Synchronization in Coupled Opto-thermal Silicon MEMS Limit Cycle Oscillators

Abstract

Micro- and nano-scale oscillators exhibit nonlinear phenomena such as limit cycle oscillations, self-synchronization, and frequency entrainment to an external drive. In this work, we chart the behavior of silicon MEMS oscillators that are nominally 40 µm long and 205 nm thick, mechanically coupled, and opto-thermally driven by a continuous-wave helium-neon laser. Experimentally, we demonstrate synchronization in pairs of coupled oscillators which result in reduced frequency fluctuations in the devices.
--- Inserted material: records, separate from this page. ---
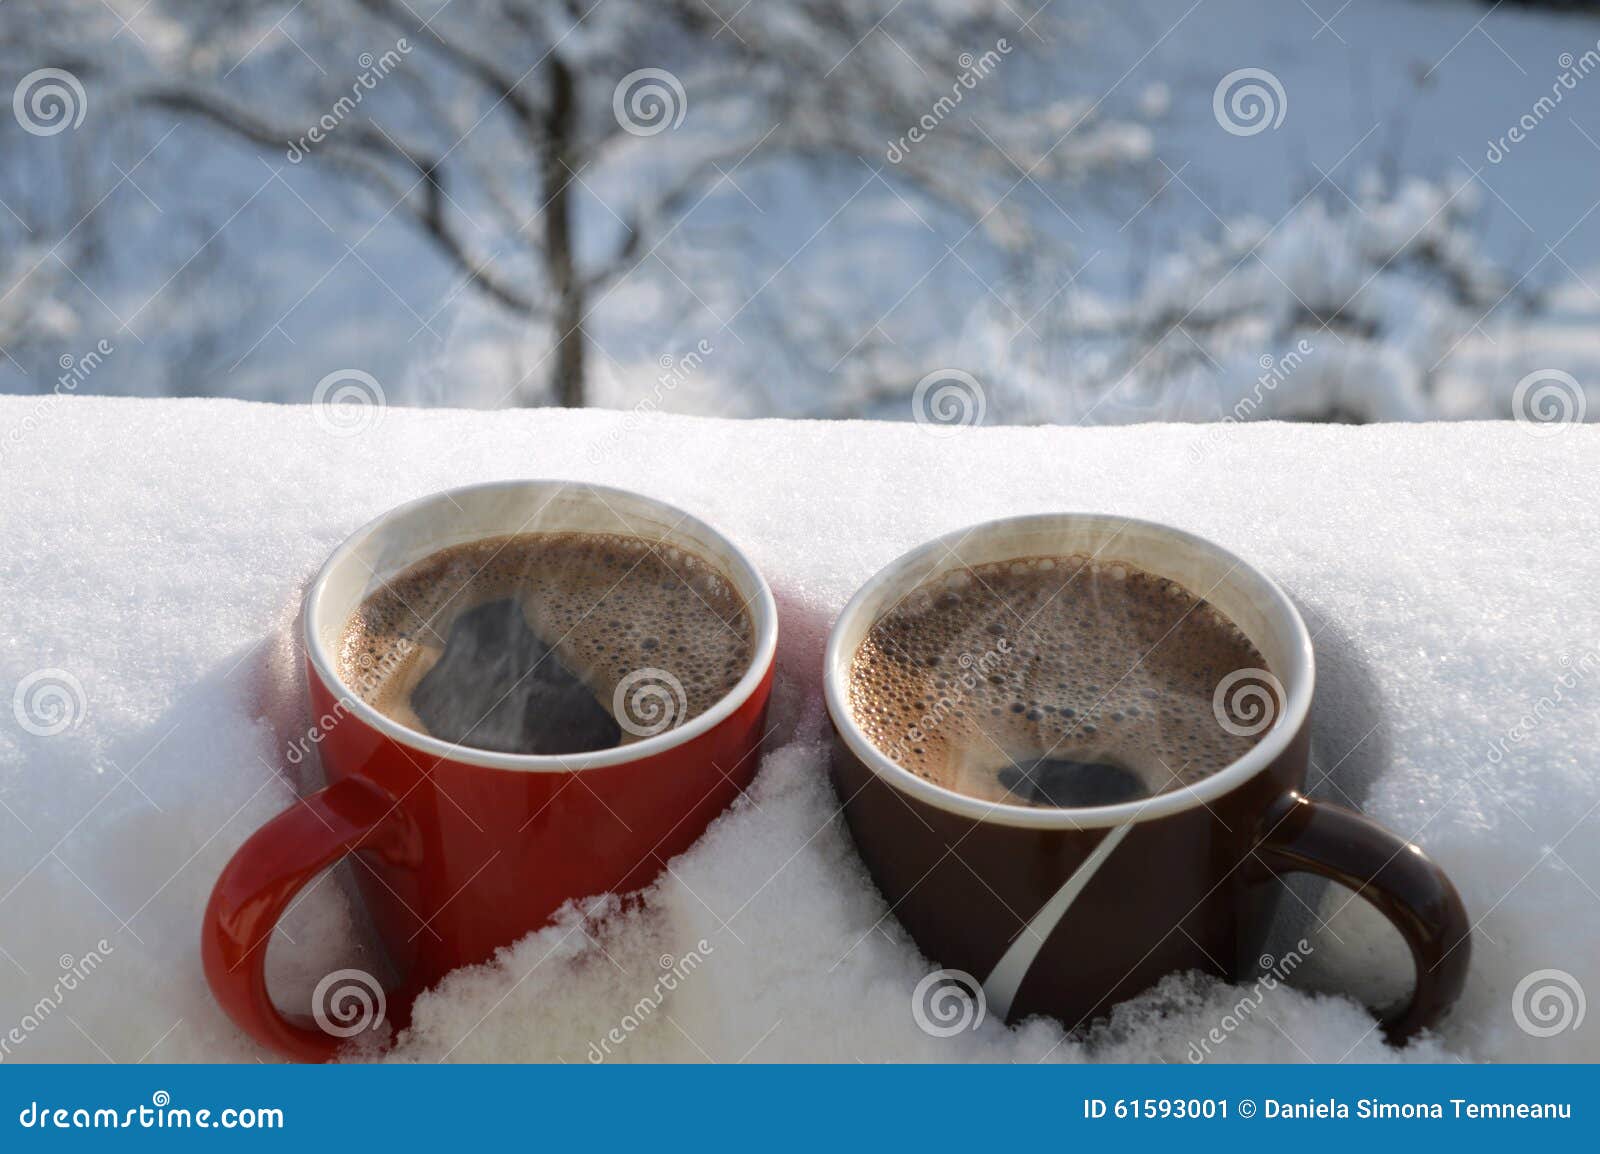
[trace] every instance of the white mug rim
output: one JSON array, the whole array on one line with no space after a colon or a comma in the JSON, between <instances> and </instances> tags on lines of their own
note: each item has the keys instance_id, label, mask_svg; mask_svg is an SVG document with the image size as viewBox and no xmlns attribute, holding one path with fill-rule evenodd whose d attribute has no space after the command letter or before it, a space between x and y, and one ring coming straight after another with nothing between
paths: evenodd
<instances>
[{"instance_id":1,"label":"white mug rim","mask_svg":"<svg viewBox=\"0 0 1600 1154\"><path fill-rule=\"evenodd\" d=\"M1269 669L1269 672L1282 679L1286 698L1283 709L1274 719L1271 728L1244 754L1195 785L1154 794L1140 801L1075 809L983 801L936 785L906 769L879 750L856 723L850 710L848 689L845 685L845 671L848 670L849 660L854 654L844 653L843 648L846 637L856 624L856 619L867 611L868 606L884 587L893 587L896 582L903 581L908 574L920 573L917 582L920 583L937 575L938 572L954 568L953 565L949 565L941 569L938 562L951 556L956 548L970 542L979 534L998 536L1028 529L1052 528L1068 521L1114 523L1123 527L1137 526L1153 534L1168 537L1181 546L1209 553L1216 560L1228 564L1230 570L1242 572L1260 586L1269 602L1261 608L1274 618L1275 627L1282 634L1281 640L1285 651L1290 654L1294 666L1293 669L1282 671ZM924 567L922 562L928 560L933 560L935 564L932 567ZM909 592L912 587L914 585L907 586L901 592ZM985 824L1039 830L1111 828L1135 822L1155 821L1201 806L1209 806L1266 770L1287 751L1310 715L1315 682L1316 660L1305 620L1288 594L1265 573L1216 542L1176 526L1138 517L1091 512L1032 513L982 521L965 529L943 534L901 554L868 578L840 610L828 633L828 643L823 658L823 696L834 728L850 752L875 776L891 788L947 813Z\"/></svg>"},{"instance_id":2,"label":"white mug rim","mask_svg":"<svg viewBox=\"0 0 1600 1154\"><path fill-rule=\"evenodd\" d=\"M546 488L552 488L557 491L561 489L586 490L599 494L602 499L610 496L619 501L625 500L629 503L643 504L667 516L675 526L688 526L709 540L716 542L726 556L723 559L707 558L707 561L716 565L719 569L728 567L724 564L724 561L731 562L732 567L740 570L740 572L731 573L728 576L742 577L744 582L752 587L756 593L754 597L745 598L745 607L750 613L751 626L755 635L754 643L751 646L750 661L733 688L704 713L664 733L646 737L630 745L619 745L610 749L575 754L497 753L493 750L458 745L454 742L442 741L439 738L402 725L363 701L361 695L355 692L339 676L333 656L328 652L327 646L323 644L319 635L318 624L321 619L322 598L330 577L342 565L350 563L352 554L372 534L380 532L390 522L408 514L416 513L429 505L445 505L448 507L473 494L493 492L495 490L537 492ZM485 536L488 536L488 534L485 534ZM442 545L440 546L440 548L443 547ZM414 560L421 559L421 557L418 557ZM597 485L590 481L561 480L559 478L486 481L474 485L441 489L380 513L345 538L339 547L329 554L328 559L323 562L322 568L318 571L316 578L306 592L304 610L301 617L306 656L312 668L315 669L317 676L321 679L324 688L334 693L348 713L359 718L364 724L377 730L390 740L428 756L463 765L479 766L484 769L504 769L524 773L578 773L588 769L599 769L604 766L628 765L666 753L681 745L686 745L697 737L715 729L750 700L771 670L778 644L778 611L777 604L773 600L772 589L768 586L767 580L762 576L761 571L756 568L744 551L735 545L726 534L693 514L658 498L630 489L620 489L610 485Z\"/></svg>"}]
</instances>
Irregular oscillations are observed at higher input laser powers and are explained by the existence of bistable states and sensitive dependence on initial conditions in the corresponding lumped-parameter mathematical model. The key parameters studied in this work are frequency detuning, coupling level, and the input laser power. Using numerical and analytical perturbation methods, we extend the analysis to an array of eight coupled oscillators and study self-synchronization and frequency entrainment to an external inertial drive. Key contributions include the mapping of the dynamical behavior of clamped-clamped silicon structures widely used in MEMS sensors, actuators, and time-keeping devices, and the use of a third-order model to give numerical and theoretical boundaries for self-synchronization, entrainment, and bistability.